C'est une culture a-cosmique, non sans terre mais au-dessus d'elle. Ses valeurs ont des racines, mais elles s'articulent d'elles-mêmes, leur point de départ, leur origine ne comptent pas. Seule la culture grecque a déjà illustré ce phénomène de détachement de la nature-non pas en s'en éloignant, mais en parvenant à un arrondi harmonieux de l'esprit. Les cultures a-cosmiques sont des cultures abstraites. Privées de contact avec les origines, elles le sont aussi avec l'esprit métaphysique et le questionnement sous-jacent de la vie.

L'intelligence, la philosophie, l'art français appartiennent au monde du Compréhensible. Et lorsqu'ils le pressentent, ils ne l'expriment pas, contrairement à la poésie anglaise et à la musique allemande. La France ? Le refus du Mystère.

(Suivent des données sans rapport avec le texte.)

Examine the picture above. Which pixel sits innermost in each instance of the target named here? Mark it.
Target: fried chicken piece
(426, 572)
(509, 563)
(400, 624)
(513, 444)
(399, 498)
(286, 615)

Elle ressemble davantage à la Grèce antique. Mais, alors que les Grecs alliaient le jeu de l'intelligence au souffle métaphysique, les Français ne sont pas allés aussi loin, ils n'ont pas été capables-eux qui aiment le paradoxe dans la conversation-d'en vivre un en tant que situation.
Deux peuples : les plus intelligents sous le soleil.

L'affirmation de Valéry selon laquelle l'homme est un animal né pour la conversation est évidente en France, et incompréhensible ailleurs. Les définitions ont des limites géographiques plus strictes que les coutumes. [...]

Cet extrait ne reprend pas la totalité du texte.